Вера Ивановна пекла пирог по воскресеньям. Всегда с капустой и яйцом — так любил покойный муж, потом и сын привык. Никто её об этом давно не просил. Но в то утро, ещё до радио у соседей, она замесила тесто и подумала: сегодня что-то будет. Откуда взялась эта мысль — она не знала. Просто руки уже знали.
Сын, Лёшка, жил отдельно, хотя и «отдельно» это было сказано громко: снимал с приятелем однокомнатную где-то у метро, питался, как считала Вера Ивановна, чем попало, спал мало, работал много, звонил редко и всё на бегу.
— Мам, потом, я перезвоню.
— Мам, не жди меня сегодня.
— Мам, у нас аврал.
Какой ещё аврал, думала Вера Ивановна. Раньше был завал, срочность, запарка. Теперь, видите ли, аврал. Но вслух не спорила. Только спрашивала:
— Ты хоть суп ел?
И уже по паузе понимала — нет, не ел.
Пирог всё равно пекла. С капустой, с яблоками, с вареньем, если уж совсем не было сил. Запах дрожжевого теста расползался по кухне, в коридор, цеплялся за старое пальто на вешалке, за авоську, висевшую на гвоздике, за выцветшую скатерть на столе. К вечеру в доме пахло так, будто вот-вот соберутся свои, загремят тарелки, кто-то полезет за солонкой, а кто-то скажет: «Ну что ты опять столько наготовила».
Никто, конечно, не собирался.
Она жила в хрущёвке на третьем этаже, в доме, где всё было слышно: как сверху двигают стулья, как у соседки справа кашляет муж, как в подъезде хлопает дверь. Квартира была старая, но крепкая. Буфет ещё от свекрови, круглый стол с чуть шаткой ножкой, фарфоровая чашка с трещиной, которую давно пора было выбросить, но рука не поднималась. На подоконнике стоял засохший кактус — символ, как говорила подруга Нина, всей Вериной личной жизни после пятидесяти.
— Полей хоть, — смеялась Нина.
— Зачем? — отвечала Вера Ивановна. — Он уже всё понял про эту жизнь.
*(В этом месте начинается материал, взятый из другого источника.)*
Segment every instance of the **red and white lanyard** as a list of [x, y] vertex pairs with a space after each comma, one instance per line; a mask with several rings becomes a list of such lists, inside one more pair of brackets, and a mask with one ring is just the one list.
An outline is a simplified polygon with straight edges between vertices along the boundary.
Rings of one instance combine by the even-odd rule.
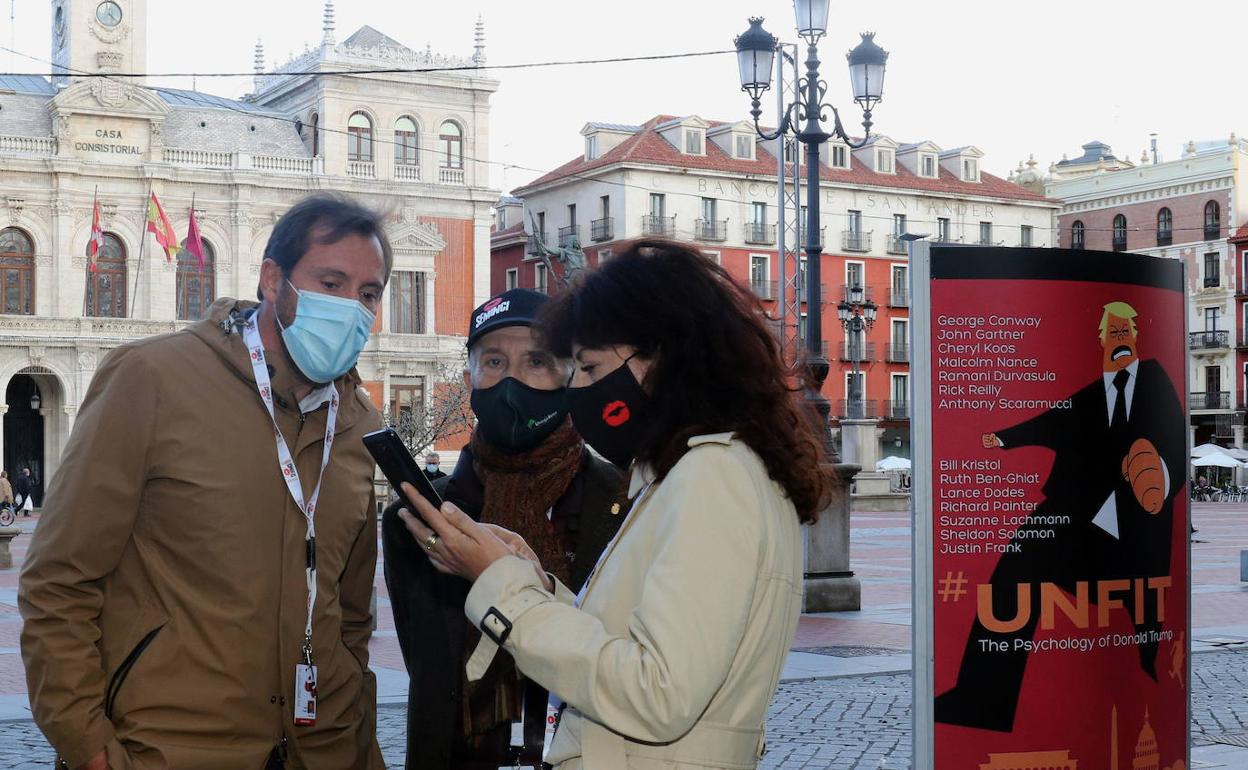
[[333, 448], [333, 428], [338, 422], [338, 391], [333, 387], [329, 388], [329, 414], [326, 418], [324, 426], [324, 451], [321, 453], [321, 473], [317, 477], [316, 489], [312, 490], [312, 497], [308, 498], [307, 503], [305, 503], [303, 487], [300, 484], [300, 472], [295, 467], [295, 457], [291, 454], [291, 448], [287, 446], [286, 438], [282, 436], [282, 429], [277, 426], [277, 413], [273, 411], [272, 381], [268, 377], [268, 364], [265, 362], [265, 344], [260, 338], [260, 329], [256, 327], [255, 316], [246, 324], [243, 324], [242, 338], [243, 343], [247, 346], [248, 357], [251, 358], [251, 368], [256, 374], [256, 388], [260, 391], [260, 399], [265, 402], [265, 408], [268, 409], [268, 417], [273, 421], [273, 434], [277, 441], [277, 462], [282, 468], [282, 478], [286, 480], [286, 488], [291, 492], [291, 498], [295, 499], [295, 504], [298, 505], [300, 510], [303, 513], [303, 518], [307, 520], [306, 572], [308, 582], [308, 614], [307, 624], [303, 626], [302, 653], [303, 663], [307, 666], [312, 666], [312, 608], [316, 605], [314, 515], [317, 498], [321, 497], [321, 483], [324, 480], [324, 469], [329, 464], [329, 451]]

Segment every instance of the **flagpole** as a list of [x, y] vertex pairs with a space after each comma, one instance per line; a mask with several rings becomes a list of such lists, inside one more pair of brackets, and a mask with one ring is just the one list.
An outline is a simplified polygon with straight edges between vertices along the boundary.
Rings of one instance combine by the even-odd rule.
[[[91, 236], [95, 237], [95, 211], [96, 206], [100, 205], [100, 186], [95, 186], [95, 192], [91, 193]], [[91, 283], [91, 242], [87, 241], [87, 255], [86, 255], [86, 283], [82, 286], [82, 317], [86, 318], [86, 288]]]
[[144, 275], [144, 251], [147, 247], [147, 222], [152, 205], [152, 183], [147, 182], [147, 197], [144, 198], [144, 220], [139, 230], [139, 266], [135, 268], [135, 293], [130, 296], [130, 317], [135, 317], [135, 301], [139, 300], [139, 278]]

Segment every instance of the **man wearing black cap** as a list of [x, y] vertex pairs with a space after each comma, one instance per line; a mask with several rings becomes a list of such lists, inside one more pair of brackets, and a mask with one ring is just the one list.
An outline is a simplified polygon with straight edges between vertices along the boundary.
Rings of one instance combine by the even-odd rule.
[[[433, 485], [474, 519], [519, 533], [545, 569], [579, 590], [623, 519], [624, 477], [572, 427], [572, 364], [543, 349], [530, 328], [545, 301], [517, 288], [473, 311], [464, 381], [477, 428], [454, 473]], [[432, 567], [398, 508], [383, 515], [382, 548], [411, 676], [408, 770], [540, 766], [547, 693], [519, 678], [505, 654], [482, 680], [467, 681], [480, 636], [463, 614], [469, 584]]]

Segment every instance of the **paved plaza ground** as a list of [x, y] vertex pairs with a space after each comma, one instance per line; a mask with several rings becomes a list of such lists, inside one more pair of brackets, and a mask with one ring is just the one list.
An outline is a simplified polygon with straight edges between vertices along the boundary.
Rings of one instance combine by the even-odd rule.
[[[37, 519], [21, 519], [29, 532]], [[1248, 504], [1197, 504], [1193, 544], [1192, 768], [1248, 770]], [[910, 515], [856, 513], [852, 562], [862, 612], [805, 615], [768, 721], [768, 770], [910, 768]], [[21, 563], [29, 535], [14, 542]], [[398, 641], [378, 568], [378, 734], [402, 768], [404, 694]], [[17, 570], [0, 570], [0, 769], [51, 766], [30, 721], [17, 634]], [[1098, 770], [1098, 769], [1088, 769]]]

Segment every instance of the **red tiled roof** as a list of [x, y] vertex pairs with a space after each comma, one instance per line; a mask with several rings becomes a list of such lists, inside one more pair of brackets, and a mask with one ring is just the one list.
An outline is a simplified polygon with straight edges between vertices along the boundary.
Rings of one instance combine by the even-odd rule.
[[[604, 152], [600, 157], [587, 161], [584, 156], [568, 161], [554, 171], [550, 171], [537, 180], [524, 185], [515, 191], [523, 196], [533, 187], [584, 175], [597, 168], [613, 166], [615, 163], [650, 163], [658, 166], [673, 166], [678, 168], [701, 168], [706, 171], [721, 171], [728, 173], [750, 173], [759, 176], [771, 176], [776, 170], [775, 156], [759, 146], [755, 151], [755, 160], [739, 160], [724, 152], [713, 141], [706, 141], [706, 155], [684, 155], [670, 142], [663, 139], [655, 126], [673, 120], [671, 115], [659, 115], [650, 119], [641, 126], [641, 131], [625, 139], [623, 142]], [[723, 126], [723, 121], [708, 121], [711, 127]], [[1022, 201], [1045, 201], [1045, 196], [1031, 192], [1013, 182], [1008, 182], [991, 173], [980, 173], [980, 182], [963, 182], [953, 173], [940, 168], [938, 178], [926, 178], [916, 176], [901, 163], [896, 163], [896, 173], [875, 173], [861, 163], [857, 158], [850, 157], [849, 168], [830, 168], [820, 166], [820, 177], [829, 182], [842, 182], [846, 185], [869, 185], [875, 187], [892, 187], [921, 192], [938, 192], [946, 195], [978, 195], [988, 197], [1016, 198]]]

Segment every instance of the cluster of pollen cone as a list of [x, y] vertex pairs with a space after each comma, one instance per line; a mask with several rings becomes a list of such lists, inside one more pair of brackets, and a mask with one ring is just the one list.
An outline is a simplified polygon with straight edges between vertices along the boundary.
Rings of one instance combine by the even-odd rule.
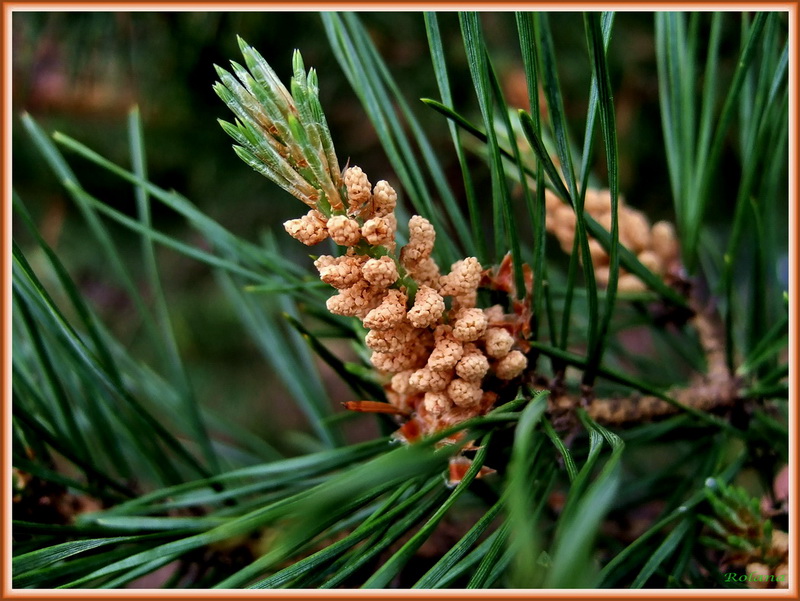
[[[575, 241], [575, 210], [563, 203], [550, 190], [545, 191], [547, 231], [559, 241], [565, 253], [573, 252]], [[587, 189], [584, 211], [611, 231], [611, 193], [608, 190]], [[625, 204], [620, 197], [618, 204], [619, 240], [639, 259], [639, 262], [654, 274], [669, 277], [680, 269], [680, 249], [675, 228], [667, 221], [650, 221], [641, 211]], [[611, 268], [609, 256], [600, 242], [589, 239], [594, 275], [601, 286], [607, 286]], [[644, 282], [632, 273], [620, 269], [618, 288], [623, 292], [641, 292], [647, 289]]]
[[373, 188], [350, 167], [344, 184], [341, 214], [326, 218], [312, 209], [284, 224], [304, 244], [330, 237], [347, 247], [315, 261], [320, 279], [338, 290], [328, 310], [357, 317], [369, 330], [365, 342], [386, 376], [387, 398], [398, 413], [415, 416], [418, 435], [485, 413], [497, 397], [486, 383], [513, 380], [528, 364], [513, 333], [515, 316], [500, 305], [475, 306], [484, 276], [475, 257], [440, 272], [427, 219], [410, 219], [408, 243], [397, 252], [397, 194], [387, 182]]

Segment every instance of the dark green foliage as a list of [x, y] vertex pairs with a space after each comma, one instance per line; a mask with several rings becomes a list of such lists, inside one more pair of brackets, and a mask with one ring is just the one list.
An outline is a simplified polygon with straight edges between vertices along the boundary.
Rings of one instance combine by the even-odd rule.
[[[437, 98], [419, 102], [390, 70], [386, 40], [399, 34], [380, 16], [323, 13], [318, 35], [327, 36], [341, 73], [306, 73], [296, 53], [289, 86], [295, 114], [278, 76], [241, 42], [247, 69], [234, 63], [232, 70], [244, 83], [218, 70], [215, 90], [237, 117], [223, 128], [245, 163], [277, 173], [285, 188], [298, 173], [340, 188], [336, 161], [359, 157], [338, 142], [320, 88], [344, 75], [360, 101], [348, 110], [353, 119], [366, 115], [394, 171], [381, 177], [399, 184], [405, 205], [398, 214], [430, 219], [440, 265], [475, 255], [484, 267], [497, 266], [510, 254], [517, 297], [487, 292], [482, 301], [530, 303], [536, 377], [501, 391], [486, 415], [419, 443], [376, 434], [398, 424], [339, 407], [385, 397], [364, 331], [324, 310], [329, 289], [298, 259], [294, 241], [283, 232], [248, 239], [207, 206], [151, 181], [156, 148], [138, 109], [127, 122], [129, 157], [113, 160], [108, 149], [93, 150], [68, 133], [48, 135], [25, 113], [19, 123], [27, 138], [19, 143], [84, 220], [83, 244], [128, 299], [124, 319], [138, 336], [134, 346], [120, 335], [68, 253], [40, 231], [31, 209], [40, 203], [15, 193], [15, 587], [118, 588], [170, 565], [157, 586], [709, 588], [725, 586], [723, 558], [766, 552], [779, 523], [761, 519], [762, 498], [777, 505], [772, 482], [788, 461], [788, 286], [775, 267], [787, 242], [780, 229], [786, 15], [654, 16], [665, 150], [655, 168], [672, 187], [691, 293], [648, 270], [620, 241], [618, 199], [631, 158], [621, 133], [615, 43], [625, 35], [620, 21], [633, 17], [405, 17], [429, 51], [425, 95]], [[497, 20], [504, 35], [518, 34], [510, 50], [494, 47]], [[561, 40], [565, 20], [580, 34], [565, 39], [585, 42], [580, 68]], [[285, 67], [290, 51], [264, 54]], [[521, 108], [507, 97], [509, 63], [525, 77]], [[585, 86], [570, 79], [567, 63]], [[270, 133], [259, 125], [266, 118], [287, 125]], [[660, 147], [661, 140], [648, 143]], [[304, 155], [322, 152], [304, 167], [292, 158], [293, 145]], [[219, 153], [233, 154], [224, 144]], [[85, 173], [102, 173], [119, 194], [96, 191]], [[611, 191], [610, 231], [584, 213], [590, 186]], [[570, 256], [547, 236], [546, 187], [575, 211]], [[729, 196], [719, 197], [718, 187]], [[235, 195], [225, 202], [236, 210]], [[287, 214], [305, 212], [292, 206]], [[283, 210], [277, 202], [263, 206]], [[157, 217], [165, 213], [189, 233], [165, 228]], [[662, 207], [658, 218], [666, 213]], [[120, 232], [136, 241], [133, 258]], [[595, 278], [590, 238], [610, 257], [605, 289]], [[227, 399], [208, 403], [203, 383], [219, 379], [225, 390], [234, 374], [203, 374], [193, 365], [184, 318], [171, 306], [166, 265], [173, 256], [213, 275], [218, 296], [206, 301], [198, 291], [194, 302], [224, 306], [236, 344], [260, 353], [268, 375], [259, 375], [259, 389], [273, 414], [296, 414], [292, 432], [274, 440], [257, 433], [250, 423], [256, 398], [248, 399], [245, 420], [229, 415]], [[530, 296], [523, 265], [533, 269]], [[647, 291], [617, 290], [622, 269]], [[738, 386], [733, 404], [710, 411], [681, 395], [708, 367], [702, 340], [687, 325], [698, 290], [706, 304], [719, 299], [725, 360]], [[644, 350], [630, 348], [631, 337]], [[575, 400], [567, 412], [553, 409], [562, 396]], [[654, 397], [677, 415], [600, 423], [592, 397]], [[364, 425], [358, 440], [366, 442], [353, 442], [354, 424]], [[463, 449], [468, 442], [475, 447]], [[448, 484], [448, 461], [457, 454], [471, 465]], [[496, 473], [483, 476], [484, 467]], [[40, 498], [49, 499], [49, 510], [37, 505]], [[642, 516], [644, 525], [635, 527]]]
В то воскресенье она проснулась рано. За окном висел тусклый мартовский свет — такой, когда вроде бы уже весна, а на самом деле всё ещё зябко и скользко. Она накинула кофту, поставила чайник, достала муку. Тесто любило тишину и порядок. С ним нельзя было сердиться или торопиться. Дрожжи развела в тёплом молоке, добавила сахар, соль, яйцо. Мешала деревянной ложкой, потом рукой, пока тесто не стало гладким, живым, тёплым, будто дышало.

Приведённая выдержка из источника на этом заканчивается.